Principle #1: Focus on low-level pain, not high-level possibilities
Ryser suggests finding a small pain and doing something to fix it. For example, “make it easier to post to the company blog” is a better starting goal than “improve communication and collaboration across silos.” The former addresses a small pain – the difficulty in posting to the company blog. The latter is a large, abstract goal. The success in improving the ease of posting can be measured by watching for an increase in blog posts.
Principle #2: Go for incremental gains, not overnight success
Ryser suggests rolling features out to a select group before doing enterprise wide deployments.

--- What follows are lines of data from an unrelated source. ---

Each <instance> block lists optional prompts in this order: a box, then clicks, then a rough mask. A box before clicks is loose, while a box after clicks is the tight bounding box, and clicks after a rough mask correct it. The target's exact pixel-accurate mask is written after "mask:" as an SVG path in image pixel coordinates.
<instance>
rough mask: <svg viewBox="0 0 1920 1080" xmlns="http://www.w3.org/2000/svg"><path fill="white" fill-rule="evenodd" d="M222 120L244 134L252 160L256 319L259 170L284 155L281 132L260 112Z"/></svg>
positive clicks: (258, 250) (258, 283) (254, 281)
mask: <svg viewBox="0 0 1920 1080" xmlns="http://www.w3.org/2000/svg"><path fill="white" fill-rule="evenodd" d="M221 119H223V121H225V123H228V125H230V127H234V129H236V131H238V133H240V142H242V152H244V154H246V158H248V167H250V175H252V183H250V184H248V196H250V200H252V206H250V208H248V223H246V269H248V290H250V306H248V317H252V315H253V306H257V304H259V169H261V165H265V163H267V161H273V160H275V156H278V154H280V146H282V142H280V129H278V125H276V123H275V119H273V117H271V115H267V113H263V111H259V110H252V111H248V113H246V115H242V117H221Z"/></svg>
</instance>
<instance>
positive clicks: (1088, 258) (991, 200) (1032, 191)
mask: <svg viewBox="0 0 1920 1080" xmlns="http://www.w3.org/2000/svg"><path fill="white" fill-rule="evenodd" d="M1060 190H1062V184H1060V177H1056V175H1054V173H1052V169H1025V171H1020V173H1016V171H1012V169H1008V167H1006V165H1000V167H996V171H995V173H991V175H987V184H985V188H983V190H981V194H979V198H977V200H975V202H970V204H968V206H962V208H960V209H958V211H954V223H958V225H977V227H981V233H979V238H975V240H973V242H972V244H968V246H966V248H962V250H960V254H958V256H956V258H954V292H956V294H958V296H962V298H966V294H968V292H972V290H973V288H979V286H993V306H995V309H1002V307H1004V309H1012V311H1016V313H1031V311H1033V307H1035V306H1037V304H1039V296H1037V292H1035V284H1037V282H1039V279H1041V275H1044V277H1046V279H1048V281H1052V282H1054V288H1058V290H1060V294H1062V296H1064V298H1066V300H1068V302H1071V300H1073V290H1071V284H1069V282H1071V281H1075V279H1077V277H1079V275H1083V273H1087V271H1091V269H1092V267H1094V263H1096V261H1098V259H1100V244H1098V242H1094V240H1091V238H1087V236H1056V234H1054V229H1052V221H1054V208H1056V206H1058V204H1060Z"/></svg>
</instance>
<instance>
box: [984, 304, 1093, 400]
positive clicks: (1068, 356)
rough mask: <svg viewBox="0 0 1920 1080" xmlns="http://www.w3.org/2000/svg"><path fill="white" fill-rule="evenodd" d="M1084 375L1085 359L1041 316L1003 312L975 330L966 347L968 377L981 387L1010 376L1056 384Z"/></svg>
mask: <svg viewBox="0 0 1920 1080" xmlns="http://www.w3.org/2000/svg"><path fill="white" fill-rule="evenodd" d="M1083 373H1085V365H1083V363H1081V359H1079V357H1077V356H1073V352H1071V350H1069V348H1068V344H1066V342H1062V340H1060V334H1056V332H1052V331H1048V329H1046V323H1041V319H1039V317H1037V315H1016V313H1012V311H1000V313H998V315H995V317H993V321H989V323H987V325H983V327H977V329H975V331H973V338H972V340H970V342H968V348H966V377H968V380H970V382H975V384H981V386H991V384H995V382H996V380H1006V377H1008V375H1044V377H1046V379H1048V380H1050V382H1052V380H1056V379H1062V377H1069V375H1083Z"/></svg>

It’s easier to support a small group and make the necessary improvements, and once a few people are using a tool others will want it (we saw this with RackSpace’s Rypple deployment).
Principle #3: Don’t bother nailing down requirements
This is a pretty surprising one. “The old waterfall approach to system development is dead,” writes Ryser. “It’s impossible to anticipate every requirement up front.” Ryser suggests taking an agile development approach: start with a small tool and give users a compelling reason to use it. It can be improved and expanded upon incrementally.
Principle #4: No progress without political juice
Ryser also emphasizes the role of organizational politics in adoption. “You need a champion with clout, supported by a cross-functional team of people with a good mix of experience, credentials and authority,” Ryser writes. And don’t forget middle management – the people who will actually be responsible to overseeing the everyday use of these tools.
Principle #5: Make sure something happens when nothing happens
Make sure there are clear measurements for initiatives and that there are real consequences if nothing gets done, Ryser concludes. In a world where projects routinely die on the vine, it’s important that stakeholders know who is ultimately accountable for a project’s success or failure.